2019-06-26 Thread Rui Wang
Hi Community,

I am trying to understand Beam model and having a question related to
accumulating mode and panes:

Accumulating mode means every time when a trigger fires, it emits all
values seen so far in a window(so it's called accumulating), an example
from Beam programming model guide[1] sets a repeating order has a repeating
trigger that fires every time 3 elements arrive on a 10-min fixed windowing
with the following emitted results:

  First trigger firing:  [5, 8, 3]
  Second trigger firing: [5, 8, 3, 15, 19, 23]
  Third trigger firing:  [5, 8, 3, 15, 19, 23, 9, 13, 10]


The original dataflow paper[2] also mentions that accumulating mode is
useful to downstream consumers to overwrite old value with new value.

In order to help such "overwriting" use case, seems to me that Beam model
provides:
1. triggers fire in order. In the example above, second trigger firing
should after first trigger firing such that downstream transforms should
see [5, 8, 3] before [5, 8, 3, 15, 19, 23].
2. downstream transforms execute panes in order. If this is not true, it
might end with that new values(from later panes) are overwritten by old
values(earlier panes)

Do I have a correct understanding?


Thanks,
Rui



[1]:
https://beam.apache.org/documentation/programming-guide/#setting-a-trigger
[2]: https://www.vldb.org/pvldb/vol8/p1792-Akidau.pdf


Re: Accumulating mode implies that panes are processed in order?

2019-06-26 Thread Robert Bradshaw
There is no promise that panes will arrive in order (especially the
further you get "downstream").
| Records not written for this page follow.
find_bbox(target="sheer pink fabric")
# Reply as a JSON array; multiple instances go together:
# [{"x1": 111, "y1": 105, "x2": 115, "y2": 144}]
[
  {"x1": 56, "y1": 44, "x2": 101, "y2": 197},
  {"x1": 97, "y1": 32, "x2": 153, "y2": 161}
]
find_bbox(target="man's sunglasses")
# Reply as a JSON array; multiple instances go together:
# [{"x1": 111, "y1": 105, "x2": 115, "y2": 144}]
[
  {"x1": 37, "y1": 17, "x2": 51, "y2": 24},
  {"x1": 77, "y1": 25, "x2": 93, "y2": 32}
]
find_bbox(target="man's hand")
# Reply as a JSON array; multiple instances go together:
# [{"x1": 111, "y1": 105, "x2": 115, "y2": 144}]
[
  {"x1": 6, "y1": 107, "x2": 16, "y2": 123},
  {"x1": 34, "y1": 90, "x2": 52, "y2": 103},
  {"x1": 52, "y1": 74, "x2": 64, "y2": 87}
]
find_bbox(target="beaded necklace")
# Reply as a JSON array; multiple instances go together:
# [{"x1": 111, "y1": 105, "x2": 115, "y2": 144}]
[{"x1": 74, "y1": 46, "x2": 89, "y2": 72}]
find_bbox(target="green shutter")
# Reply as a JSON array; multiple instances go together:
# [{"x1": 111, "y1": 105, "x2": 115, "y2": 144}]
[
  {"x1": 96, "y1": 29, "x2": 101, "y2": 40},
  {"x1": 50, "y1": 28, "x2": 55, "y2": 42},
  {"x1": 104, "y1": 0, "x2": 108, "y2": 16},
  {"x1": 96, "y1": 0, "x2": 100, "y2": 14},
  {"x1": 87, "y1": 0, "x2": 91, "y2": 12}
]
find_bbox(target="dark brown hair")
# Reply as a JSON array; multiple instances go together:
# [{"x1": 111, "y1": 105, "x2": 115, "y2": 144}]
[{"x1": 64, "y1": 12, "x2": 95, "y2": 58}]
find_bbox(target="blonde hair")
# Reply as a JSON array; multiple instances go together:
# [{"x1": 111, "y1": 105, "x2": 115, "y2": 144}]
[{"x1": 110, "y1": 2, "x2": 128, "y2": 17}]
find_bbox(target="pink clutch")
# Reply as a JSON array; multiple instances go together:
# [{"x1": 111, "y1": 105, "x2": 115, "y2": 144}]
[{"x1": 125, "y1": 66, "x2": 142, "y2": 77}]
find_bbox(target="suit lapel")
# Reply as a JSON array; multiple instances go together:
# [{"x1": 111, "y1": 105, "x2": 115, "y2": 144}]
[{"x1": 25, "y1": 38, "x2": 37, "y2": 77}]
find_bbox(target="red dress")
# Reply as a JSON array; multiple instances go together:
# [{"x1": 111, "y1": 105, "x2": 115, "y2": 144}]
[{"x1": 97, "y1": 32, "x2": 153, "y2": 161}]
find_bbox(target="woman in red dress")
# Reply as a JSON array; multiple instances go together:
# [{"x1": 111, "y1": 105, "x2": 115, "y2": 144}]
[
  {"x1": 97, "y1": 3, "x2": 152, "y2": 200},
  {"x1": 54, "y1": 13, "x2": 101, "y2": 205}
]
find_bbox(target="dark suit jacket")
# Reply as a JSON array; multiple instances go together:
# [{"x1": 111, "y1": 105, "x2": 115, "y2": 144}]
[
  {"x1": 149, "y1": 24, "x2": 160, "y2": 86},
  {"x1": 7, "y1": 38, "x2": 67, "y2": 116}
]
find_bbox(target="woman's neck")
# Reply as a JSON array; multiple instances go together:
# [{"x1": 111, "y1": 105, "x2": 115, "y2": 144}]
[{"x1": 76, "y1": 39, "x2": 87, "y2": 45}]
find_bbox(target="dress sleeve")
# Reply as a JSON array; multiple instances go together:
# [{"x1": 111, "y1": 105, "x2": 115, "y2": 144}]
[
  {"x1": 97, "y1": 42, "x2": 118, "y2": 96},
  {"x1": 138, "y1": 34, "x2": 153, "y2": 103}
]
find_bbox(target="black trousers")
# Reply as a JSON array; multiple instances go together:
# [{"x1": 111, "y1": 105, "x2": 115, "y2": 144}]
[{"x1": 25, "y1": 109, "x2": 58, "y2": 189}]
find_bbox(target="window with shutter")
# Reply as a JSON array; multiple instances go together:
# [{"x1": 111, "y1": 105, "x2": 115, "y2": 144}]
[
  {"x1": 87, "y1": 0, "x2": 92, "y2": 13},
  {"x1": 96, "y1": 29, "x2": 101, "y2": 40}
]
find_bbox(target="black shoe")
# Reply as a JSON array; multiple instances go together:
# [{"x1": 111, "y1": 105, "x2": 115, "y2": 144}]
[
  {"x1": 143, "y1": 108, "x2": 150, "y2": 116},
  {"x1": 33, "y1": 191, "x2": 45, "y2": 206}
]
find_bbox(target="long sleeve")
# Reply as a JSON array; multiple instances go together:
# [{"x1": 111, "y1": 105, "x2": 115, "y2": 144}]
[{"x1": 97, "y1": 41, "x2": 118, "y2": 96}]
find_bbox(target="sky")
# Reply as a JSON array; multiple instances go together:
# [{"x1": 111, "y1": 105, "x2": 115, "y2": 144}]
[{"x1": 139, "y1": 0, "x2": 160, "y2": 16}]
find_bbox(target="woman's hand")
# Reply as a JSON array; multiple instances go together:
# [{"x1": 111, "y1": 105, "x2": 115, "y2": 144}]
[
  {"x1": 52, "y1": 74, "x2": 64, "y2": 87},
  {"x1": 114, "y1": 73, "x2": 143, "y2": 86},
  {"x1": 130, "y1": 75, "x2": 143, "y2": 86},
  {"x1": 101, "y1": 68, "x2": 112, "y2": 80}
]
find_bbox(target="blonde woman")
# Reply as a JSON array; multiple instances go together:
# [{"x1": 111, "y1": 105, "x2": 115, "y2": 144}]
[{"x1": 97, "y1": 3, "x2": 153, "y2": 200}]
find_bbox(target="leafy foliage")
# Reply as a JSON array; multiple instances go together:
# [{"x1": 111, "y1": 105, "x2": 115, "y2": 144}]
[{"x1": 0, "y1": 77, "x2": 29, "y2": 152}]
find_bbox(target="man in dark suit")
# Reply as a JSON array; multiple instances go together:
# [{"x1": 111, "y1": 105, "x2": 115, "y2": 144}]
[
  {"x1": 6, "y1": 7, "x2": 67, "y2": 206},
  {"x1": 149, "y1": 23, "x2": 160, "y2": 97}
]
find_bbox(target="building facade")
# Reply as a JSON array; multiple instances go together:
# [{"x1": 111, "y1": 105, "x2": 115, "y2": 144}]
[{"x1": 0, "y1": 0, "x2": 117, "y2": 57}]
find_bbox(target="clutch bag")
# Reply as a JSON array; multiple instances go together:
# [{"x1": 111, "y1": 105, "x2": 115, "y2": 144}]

Though they may be approximately so,
it's dangerous to assume that. You can inspect the sequential index in
PaneInfo to determine whether a pane is older than other panes you
have seen.

On Wed, Jun 26, 2019 at 7:03 PM Rui Wang  wrote:
>
> Hi Community,
>
> I am trying to understand Beam model and having a question related to 
> accumulating mode and panes:
>
> Accumulating mode means every time when a trigger fires, it emits all values 
> seen so far in a window(so it's called accumulating), an example from Beam 
> programming model guide[1] sets a repeating order has a repeating trigger 
> that fires every time 3 elements arrive on a 10-min fixed windowing with the 
> following emitted results:
>
>   First trigger firing:  [5, 8, 3]
>   Second trigger firing: [5, 8, 3, 15, 19, 23]
>   Third trigger firing:  [5, 8, 3, 15, 19, 23, 9, 13, 10]
>
>
> The original dataflow paper[2] also mentions that accumulating mode is useful 
> to downstream consumers to overwrite old value with new value.
>
> In order to help such "overwriting" use case, seems to me that Beam model 
> provides:
> 1. triggers fire in order. In the example above, second trigger firing should 
> after first trigger firing such that downstream transforms should see [5, 8, 
> 3] before [5, 8, 3, 15, 19, 23].
> 2. downstream transforms execute panes in order. If this is not true, it 
> might end with that new values(from later panes) are overwritten by old 
> values(earlier panes)
>
> Do I have a correct understanding?
>
>
> Thanks,
> Rui
>
>
>
> [1]: 
> https://beam.apache.org/documentation/programming-guide/#setting-a-trigger
> [2]: https://www.vldb.org/pvldb/vol8/p1792-Akidau.pdf


Re: Accumulating mode implies that panes are processed in order?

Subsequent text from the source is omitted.